Since the days of yore (at least two decades), my sons and I have enjoyed going to renaissance faires.

Living in Indiana for many years, we traveled to faires in Michigan, or Bristol, Wisconsin — an event with permanent structures that runs all summer long.

Inevitably, I would end up buying my boys things I probably shouldn’t have purchased, like swords and knives. One son wanted a kilt, and they all learned how to handle medieval weapons like spears, joining in the “training” with experienced knights.

This year, on Mother’s Day, my youngest and his family and I traveled to Waxahachie for the Scarborough Renaissance Festival. It runs weekends through Memorial Day, set up with permanent structures on 35 acres a short distance west of I-35E.

My daughter-in-law dressed in Viking attire; her mother wore brocade and a jeweled crown. Me? I sported a blue tie-dye fedora, a slightly renaissance style shirt and slacks.

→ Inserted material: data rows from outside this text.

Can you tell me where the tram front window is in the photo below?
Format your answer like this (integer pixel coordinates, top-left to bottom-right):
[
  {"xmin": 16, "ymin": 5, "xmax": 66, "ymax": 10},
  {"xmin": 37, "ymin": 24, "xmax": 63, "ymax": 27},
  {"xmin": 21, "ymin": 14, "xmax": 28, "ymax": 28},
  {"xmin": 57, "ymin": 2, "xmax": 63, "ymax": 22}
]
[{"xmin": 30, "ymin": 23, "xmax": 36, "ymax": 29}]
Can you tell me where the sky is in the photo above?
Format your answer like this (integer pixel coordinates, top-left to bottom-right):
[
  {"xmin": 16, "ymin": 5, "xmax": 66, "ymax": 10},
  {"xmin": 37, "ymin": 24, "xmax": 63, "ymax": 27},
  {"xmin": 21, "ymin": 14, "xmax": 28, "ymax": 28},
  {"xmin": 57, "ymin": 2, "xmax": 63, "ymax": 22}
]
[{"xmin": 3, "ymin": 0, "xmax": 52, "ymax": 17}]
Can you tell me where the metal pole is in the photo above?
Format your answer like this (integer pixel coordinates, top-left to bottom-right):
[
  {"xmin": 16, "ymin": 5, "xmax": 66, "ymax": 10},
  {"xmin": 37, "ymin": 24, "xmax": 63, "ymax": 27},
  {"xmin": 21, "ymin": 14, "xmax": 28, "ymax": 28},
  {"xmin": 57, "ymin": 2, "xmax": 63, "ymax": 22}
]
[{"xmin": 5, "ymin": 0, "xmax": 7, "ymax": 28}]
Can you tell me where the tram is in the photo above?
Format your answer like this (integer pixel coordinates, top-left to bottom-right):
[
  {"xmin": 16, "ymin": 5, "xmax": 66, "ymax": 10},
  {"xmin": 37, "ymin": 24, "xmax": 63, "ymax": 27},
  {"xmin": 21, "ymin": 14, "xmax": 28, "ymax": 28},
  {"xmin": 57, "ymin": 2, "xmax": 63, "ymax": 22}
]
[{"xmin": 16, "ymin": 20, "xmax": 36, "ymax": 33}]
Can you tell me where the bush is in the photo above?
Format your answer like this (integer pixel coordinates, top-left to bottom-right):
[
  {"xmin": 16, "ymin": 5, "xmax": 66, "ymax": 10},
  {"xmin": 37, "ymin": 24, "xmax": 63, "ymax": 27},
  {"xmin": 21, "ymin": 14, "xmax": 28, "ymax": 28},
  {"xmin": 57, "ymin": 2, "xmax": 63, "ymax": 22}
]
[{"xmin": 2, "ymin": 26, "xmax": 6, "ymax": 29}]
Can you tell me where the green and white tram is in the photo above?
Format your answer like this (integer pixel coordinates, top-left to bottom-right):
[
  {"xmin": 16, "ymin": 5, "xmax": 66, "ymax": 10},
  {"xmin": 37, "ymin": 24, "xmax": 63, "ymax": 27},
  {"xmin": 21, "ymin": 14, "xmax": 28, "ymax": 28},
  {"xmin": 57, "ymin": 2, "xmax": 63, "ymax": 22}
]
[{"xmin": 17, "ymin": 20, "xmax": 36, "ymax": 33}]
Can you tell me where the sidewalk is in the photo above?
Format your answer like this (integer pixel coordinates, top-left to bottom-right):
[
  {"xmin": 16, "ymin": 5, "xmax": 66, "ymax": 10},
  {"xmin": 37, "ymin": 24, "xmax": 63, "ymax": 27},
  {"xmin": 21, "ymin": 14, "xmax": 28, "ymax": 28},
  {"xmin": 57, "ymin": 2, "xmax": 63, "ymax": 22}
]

My son carried a large wooden ax. Many people wore costumes from centuries past, while others came in shorts and T-shirts. The choice of clothes didn’t stop anyone from enjoying the day.

A key attraction of renaissance faires is the general craziness. It is possible to completely lose oneself in the atmosphere, enjoying the vendors and their handmade crafts, shooting a longbow at a target, or throwing knives. Multiple stages feature music, storytellers, acrobats and other performers. There’s even a mermaid pond at Scarborough.

Women dressed as gypsies wandered through the crowd doing the “gypsy sneak,” which my 2-year-old granddaughter enjoyed as peek-a-boo.

One individual at the faire was dressed in an elaborate, full-bodied, beautiful dragon costume, available for photos with those who passed. Another stood as still as a statue, only moving when someone dropped a coin in the tip basket at her feet.

Just about every hour, the “royal court” and others held a parade around the grounds, with bagpipes, drums and other music and general gaiety.

When the temperature rises, “misting stations” along the route make it possible to cool off a bit.

A petting zoo gives kids the chance to come face-to-face with animals used to sustain families of that long-gone era. Older kids and adults can ride the elephants and camels.

The Mother’s Day brunch gave families a chance to enjoy a meal together, while the faire king and queen toasted mothers, and a woman playing a dulcimer provided a background of quaint music. The mothers also received carnations, which my granddaughter then claimed for her own.

It’s a chance for mediaeval enthusiasts to break out their British accents and use “thee” and “thou” and “thy” in their speech. It’s just good, plain fun, and for those who may not have ever attended one, it’s an incredible experience.

For me, it’s a bit of family tradition, and a chance to enjoy some history without giving up the amenities of the modern world.